We looked at the revenue breakdown to identify key revenue drivers. We found that around 25% of buyers purchase more than one product per transaction. We concluded that users have a significant propensity to purchase more than one item per transaction.
So the idea at this point was to encourage purchases of multiple items in each transaction.
As a result of a heuristic UX analysis we found real estate in the cart to test a cross-sell carousel.
Next, we needed a recommendations engine to use in our cross-sell carousel. A data-driven recommendations engine would work best for this purpose, so we decided to create one. We created a regression matrix to identify various combinations of products often bought together:
We found that there were over 25 combinations of products that are often bought together.
Incorporating these combinations into our experiment would significantly complicate it.

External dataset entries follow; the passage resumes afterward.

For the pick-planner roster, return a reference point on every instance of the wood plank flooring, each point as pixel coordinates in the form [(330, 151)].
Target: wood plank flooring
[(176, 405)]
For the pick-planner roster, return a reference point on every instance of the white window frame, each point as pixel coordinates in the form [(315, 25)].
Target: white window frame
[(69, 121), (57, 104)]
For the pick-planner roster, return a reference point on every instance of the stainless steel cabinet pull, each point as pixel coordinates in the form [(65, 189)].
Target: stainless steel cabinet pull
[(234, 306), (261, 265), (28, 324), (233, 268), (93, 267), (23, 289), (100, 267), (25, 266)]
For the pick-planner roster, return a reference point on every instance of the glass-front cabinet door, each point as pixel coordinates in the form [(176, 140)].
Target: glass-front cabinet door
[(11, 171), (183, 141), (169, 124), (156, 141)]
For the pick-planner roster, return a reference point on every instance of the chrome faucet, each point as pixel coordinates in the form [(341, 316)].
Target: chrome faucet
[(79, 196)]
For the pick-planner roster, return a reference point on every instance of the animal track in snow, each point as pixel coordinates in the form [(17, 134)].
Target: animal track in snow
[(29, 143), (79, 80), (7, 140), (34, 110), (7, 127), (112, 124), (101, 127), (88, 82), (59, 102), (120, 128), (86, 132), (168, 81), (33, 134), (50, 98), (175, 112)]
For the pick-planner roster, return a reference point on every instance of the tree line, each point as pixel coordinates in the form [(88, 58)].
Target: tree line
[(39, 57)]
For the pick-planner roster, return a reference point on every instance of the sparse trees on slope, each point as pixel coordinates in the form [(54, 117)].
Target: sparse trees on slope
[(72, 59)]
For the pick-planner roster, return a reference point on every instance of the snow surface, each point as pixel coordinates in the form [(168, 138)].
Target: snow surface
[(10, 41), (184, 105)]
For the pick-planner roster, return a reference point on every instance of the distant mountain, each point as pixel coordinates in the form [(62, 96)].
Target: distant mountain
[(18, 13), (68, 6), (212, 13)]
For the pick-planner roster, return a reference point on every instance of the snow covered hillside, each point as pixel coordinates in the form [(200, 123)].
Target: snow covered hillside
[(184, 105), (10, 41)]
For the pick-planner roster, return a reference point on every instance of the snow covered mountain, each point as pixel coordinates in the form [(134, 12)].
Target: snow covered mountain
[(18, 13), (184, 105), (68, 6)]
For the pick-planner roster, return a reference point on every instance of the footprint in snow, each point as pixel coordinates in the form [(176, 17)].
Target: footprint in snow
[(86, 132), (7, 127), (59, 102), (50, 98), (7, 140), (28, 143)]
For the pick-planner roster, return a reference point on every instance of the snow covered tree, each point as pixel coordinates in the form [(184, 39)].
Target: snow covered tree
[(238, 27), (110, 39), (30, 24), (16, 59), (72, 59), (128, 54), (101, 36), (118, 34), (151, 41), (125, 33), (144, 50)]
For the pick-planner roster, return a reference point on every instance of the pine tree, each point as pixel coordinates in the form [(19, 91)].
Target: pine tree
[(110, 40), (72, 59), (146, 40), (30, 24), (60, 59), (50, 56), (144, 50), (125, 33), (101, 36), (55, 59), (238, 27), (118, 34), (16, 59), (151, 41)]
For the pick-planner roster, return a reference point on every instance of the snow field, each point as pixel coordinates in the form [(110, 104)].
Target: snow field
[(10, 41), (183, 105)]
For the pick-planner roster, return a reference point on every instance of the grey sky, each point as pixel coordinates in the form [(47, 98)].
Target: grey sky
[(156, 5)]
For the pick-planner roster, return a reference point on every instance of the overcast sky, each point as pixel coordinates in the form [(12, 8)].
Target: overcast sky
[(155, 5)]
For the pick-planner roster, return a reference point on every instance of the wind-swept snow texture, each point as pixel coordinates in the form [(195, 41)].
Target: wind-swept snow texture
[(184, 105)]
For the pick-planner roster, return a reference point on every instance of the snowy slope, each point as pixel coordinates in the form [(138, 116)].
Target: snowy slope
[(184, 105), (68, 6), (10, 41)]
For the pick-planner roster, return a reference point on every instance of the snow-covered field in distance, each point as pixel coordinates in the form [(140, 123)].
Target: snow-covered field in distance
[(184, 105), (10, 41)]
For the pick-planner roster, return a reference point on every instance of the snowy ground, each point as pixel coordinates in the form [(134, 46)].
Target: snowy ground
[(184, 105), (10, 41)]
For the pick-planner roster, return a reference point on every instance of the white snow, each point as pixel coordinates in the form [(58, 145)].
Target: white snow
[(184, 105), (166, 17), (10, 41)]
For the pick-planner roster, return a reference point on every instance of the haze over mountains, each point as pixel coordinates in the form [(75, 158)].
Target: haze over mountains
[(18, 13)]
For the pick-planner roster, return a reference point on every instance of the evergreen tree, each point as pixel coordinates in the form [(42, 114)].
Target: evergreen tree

Moreover, the role of an A/B testing is to validate one hypothesis at a time. Adding the carousel to the cart was our primary hypothesis, so we decided to use the already built-in recommendation engine on the site. There were two built-in recommendation engines functioning on the site. We created a regression model to identify which one of them drives more sales. We found that users who interacted with one of them converted x3.6 better than the site average. This was our winner.
We hypothesized that by introducing a cross-sell carousel into the cart we will increase the average number of items purchased per transaction and increase the AOV.
The risk that we were running with this hypothesis is that by distracting users from conversion in the cart and leading them to other PDPs, we may negatively impact the CR. However, even if this would be the case we expected the growth in AOV to compensate for the decrease in CR.
So our solution was to introduce a cross-sell carousel in the cart.
To validate this hypothesis we conducted an experiment that measured the impact of the cross-sell carousel in the cart on the CR, AOV and ultimately ARPU.
Experiment type: A/B test
Traffic split: 50:50
Key metric: ARPU
Targeting condition: We targeted the test only toward users who added a product to the cart and viewed the cart. This was done to minimize data noise and achieve statistical significance of the result quicker.
Number of users taking part in the experiment: 2 518 users
Number of conversions recorded during the experiment: 694 conversions
The alternative variation that introduce a cross-sell carousel in the cart has shown a 9% uplift in ARPU, 4% uplift in CR and 9% uplift in AOV. The result had 95% statistical significance and the power of the experiment of 80%.
So users who experienced the alternative variation not only purchased more products per transaction elevating the AOV, but also were more likely to complete the purchase positively influencing the CR.